Os portos serão das infra-estruturas de transporte mais expostas aos efeitos disruptivos da impressão 3D (3DP) ao longo dos próximos 20 anos, segundo a Fitch Ratings.

A agência de notação financeira prevê que a impressão 3D poderá reduzir o tráfego global de mercadorias, incluindo as importações dos EUA da China, em 10% a 25%.

“Prevemos que a 3DP cresça significativamente nos próximos 20 anos, potencialmente alcançando cerca de 3% do total de manufactura global. A 3DP tem uma mão-de-obra menos intensiva do que a manufactura tradicional e poderá reduzir a dependência de países com salários mais baixos para a montagem de produtos, o que é um factor-chave do desequilíbrio do comércio bilateral EUA-China”, explica a Fitch Ratings.
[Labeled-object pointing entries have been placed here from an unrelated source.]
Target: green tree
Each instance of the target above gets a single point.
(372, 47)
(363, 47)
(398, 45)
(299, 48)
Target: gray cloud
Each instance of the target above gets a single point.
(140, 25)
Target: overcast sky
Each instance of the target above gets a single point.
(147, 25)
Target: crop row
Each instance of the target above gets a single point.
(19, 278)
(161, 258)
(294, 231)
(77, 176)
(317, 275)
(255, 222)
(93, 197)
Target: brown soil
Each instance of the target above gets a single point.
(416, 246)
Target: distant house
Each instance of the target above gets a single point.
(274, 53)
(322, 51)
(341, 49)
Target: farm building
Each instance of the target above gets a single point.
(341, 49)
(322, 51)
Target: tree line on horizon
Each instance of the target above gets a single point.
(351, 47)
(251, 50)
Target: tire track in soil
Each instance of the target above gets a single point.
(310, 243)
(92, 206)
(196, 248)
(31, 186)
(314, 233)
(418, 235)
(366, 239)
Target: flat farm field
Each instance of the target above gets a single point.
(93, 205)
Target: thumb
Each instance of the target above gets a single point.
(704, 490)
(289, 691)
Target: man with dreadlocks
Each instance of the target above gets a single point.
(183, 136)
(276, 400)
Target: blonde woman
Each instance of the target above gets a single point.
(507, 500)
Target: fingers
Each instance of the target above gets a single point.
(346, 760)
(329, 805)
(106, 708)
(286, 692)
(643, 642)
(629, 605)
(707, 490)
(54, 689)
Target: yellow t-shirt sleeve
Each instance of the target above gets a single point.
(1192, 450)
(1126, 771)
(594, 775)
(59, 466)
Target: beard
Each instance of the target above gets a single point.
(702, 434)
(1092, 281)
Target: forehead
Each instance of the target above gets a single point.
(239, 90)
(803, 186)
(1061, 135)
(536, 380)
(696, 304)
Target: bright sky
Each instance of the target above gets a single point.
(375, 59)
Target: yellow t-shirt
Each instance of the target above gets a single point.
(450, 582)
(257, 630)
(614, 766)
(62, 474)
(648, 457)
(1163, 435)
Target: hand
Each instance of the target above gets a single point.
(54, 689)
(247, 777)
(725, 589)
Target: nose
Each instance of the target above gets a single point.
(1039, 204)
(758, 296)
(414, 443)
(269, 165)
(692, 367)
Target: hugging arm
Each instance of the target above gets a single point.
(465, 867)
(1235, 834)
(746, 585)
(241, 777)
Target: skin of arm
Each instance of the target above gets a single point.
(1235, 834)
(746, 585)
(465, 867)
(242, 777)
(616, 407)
“Além disso”, acrescenta, “à medida que a produção em massa via 3DP se tornar economicamente mais viável, as cadeias de abastecimento poderão ser encurtadas com mais manufactura realizada localmente. O transporte de mercadorias pode reduzir em resultado disso, afectando negativamente a receita das infra-estruturas de transporte.

“Os portos, que movimentam, sobretudo, carga e representam a maioria do transporte internacional de mercadorias, podem ser os mais afectados pela 3DP”, sublinham desde a agência de rating.

Os riscos de curto e médio prazo são, porém, limitados devido a tratar-se de uma tecnologia ainda emergente.